“Quiero tocar la guitarra” fue un pensamiento recurrente durante varios años. A veces germinaba hacia una intención, en general se quedaba ahí. Y siempre la intención quedaba ahí. Hasta que un día decidí que basta, era hora de aprender a tocar la guitarra, carajo.

Entonces encontré un lugar donde hacían clases de guitarra, que quedaba cerca de la facultad. Así el factor transporte quedaba anulado. Al averiguar, me ofrecieron una clase gratis, porque aparentemente en ese lugar la primera te la regalan. Fui entonces con entusiasmo.

Tomé la clase con un chabón muy macanudo, que me empezó a explicar qué son los trastes, de qué lado están las cuerdas, con qué mano se toca cada parte, . Y me enseñó algunos acordes, que era a lo que había ido. Mi idea de tocar la guitarra era que uno aprendía a hacer acordes y ya se podía acompañar. Después se puede uno sofisticar, hasta ser alguien como Laurence Juber.
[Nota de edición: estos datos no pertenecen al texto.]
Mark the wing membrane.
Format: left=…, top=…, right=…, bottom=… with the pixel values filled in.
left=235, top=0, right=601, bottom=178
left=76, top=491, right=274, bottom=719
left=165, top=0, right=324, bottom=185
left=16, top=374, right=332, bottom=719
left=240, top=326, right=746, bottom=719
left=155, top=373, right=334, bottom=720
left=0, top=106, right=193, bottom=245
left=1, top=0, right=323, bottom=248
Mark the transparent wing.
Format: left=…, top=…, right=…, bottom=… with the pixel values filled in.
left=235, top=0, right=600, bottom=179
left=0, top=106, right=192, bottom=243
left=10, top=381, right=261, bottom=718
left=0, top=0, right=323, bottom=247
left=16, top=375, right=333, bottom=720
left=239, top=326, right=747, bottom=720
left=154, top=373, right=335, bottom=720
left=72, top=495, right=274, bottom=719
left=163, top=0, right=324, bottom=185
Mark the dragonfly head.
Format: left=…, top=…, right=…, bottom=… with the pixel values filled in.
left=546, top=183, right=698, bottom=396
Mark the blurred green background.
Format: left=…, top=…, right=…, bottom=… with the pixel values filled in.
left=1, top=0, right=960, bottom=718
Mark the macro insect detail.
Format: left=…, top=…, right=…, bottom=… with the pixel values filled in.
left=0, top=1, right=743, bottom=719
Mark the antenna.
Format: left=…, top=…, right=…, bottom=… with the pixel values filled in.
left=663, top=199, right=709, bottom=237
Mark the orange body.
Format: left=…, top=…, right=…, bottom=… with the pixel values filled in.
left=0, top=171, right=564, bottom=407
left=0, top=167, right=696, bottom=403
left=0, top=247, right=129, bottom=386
Los acordes, en mi concepto, se formaban con cierta posición de los dedos en el mango de la guitarra, que presionaba las cuerdas de manera tal que al tocar con la otra mano sonaran determinadas notas. Y es más o menos eso, el asunto es que me di cuenta muy rápido de que mi concepto era insuficiente. Había acordes que implicaban tener un dedo entero bloqueando todas las cuerdas mientras otros dedos de la misma mano tocaban ciertas cuerdas. Otros implicaban hacer eso pero al tocar con la otra mano debía evitarse que sonaran algunas de las cuerdas, porque si no el sonido iba a arruinarse.
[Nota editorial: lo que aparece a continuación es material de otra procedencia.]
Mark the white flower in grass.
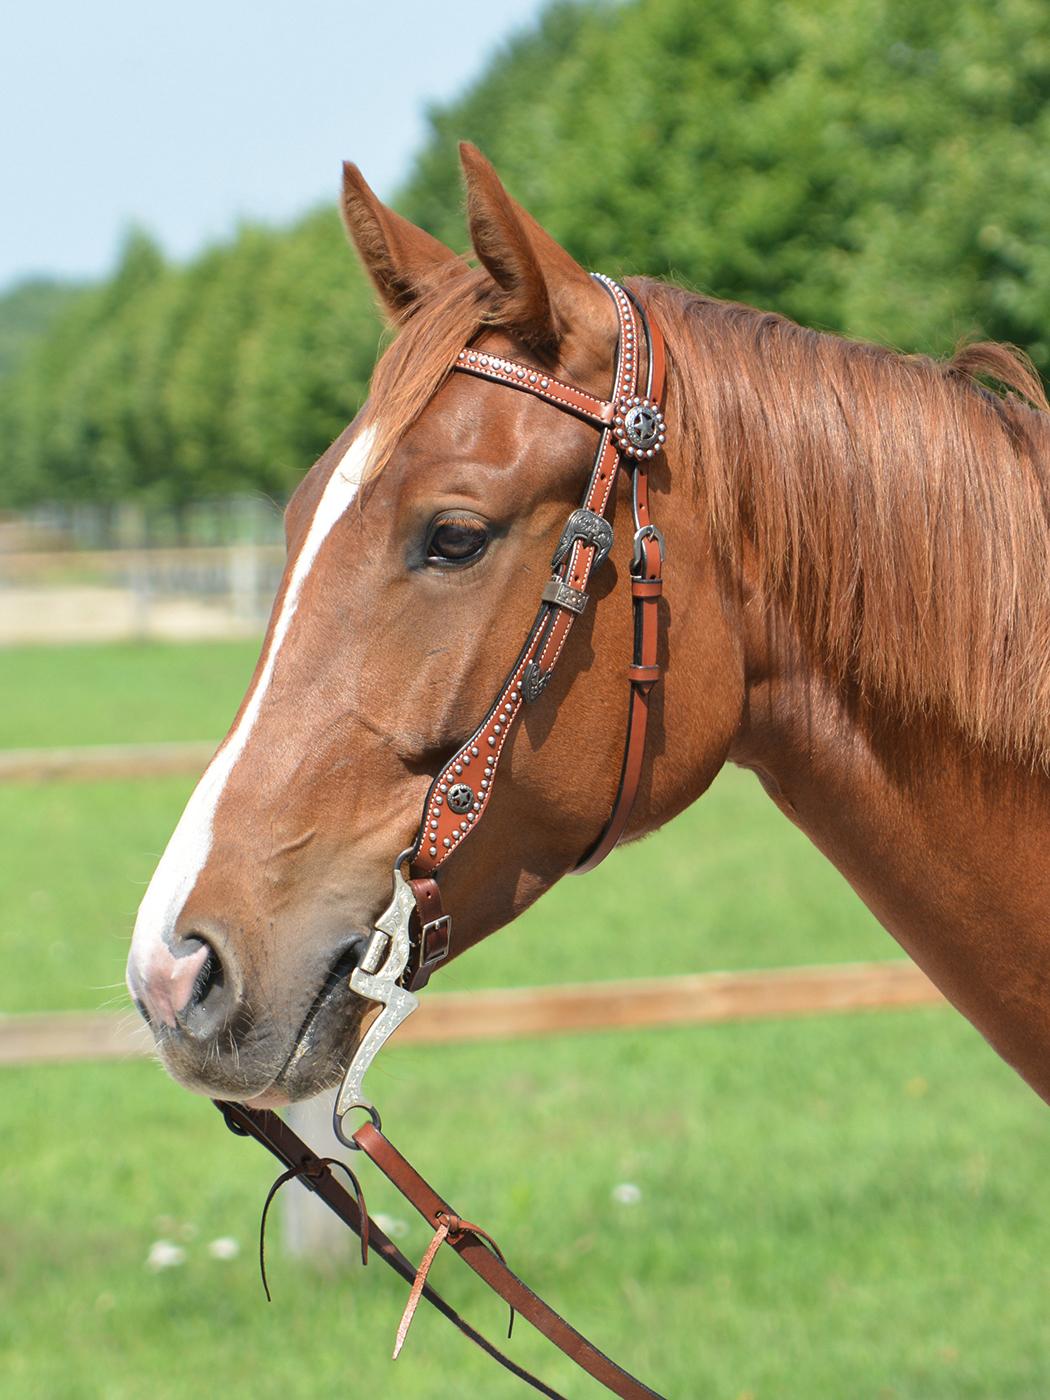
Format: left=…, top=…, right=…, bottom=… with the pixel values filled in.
left=147, top=1239, right=186, bottom=1271
left=372, top=1212, right=409, bottom=1239
left=207, top=1236, right=240, bottom=1261
left=611, top=1182, right=642, bottom=1206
Fue suficiente. Estaba claro que no lo iba a lograr. No era una cuestión de esfuerzo. Vi que era imposible, como no mucho antes había visto que era imposible esquiar. Tal vez haya gente a la que le salga, me quedó claro que a mí no. Así que terminé mi única clase de guitarra agradeciendo el esfuerzo del chabón. Supe que nunca iba a tocar un instrumento de cuerdas. Me quedó el refugio de los teclados.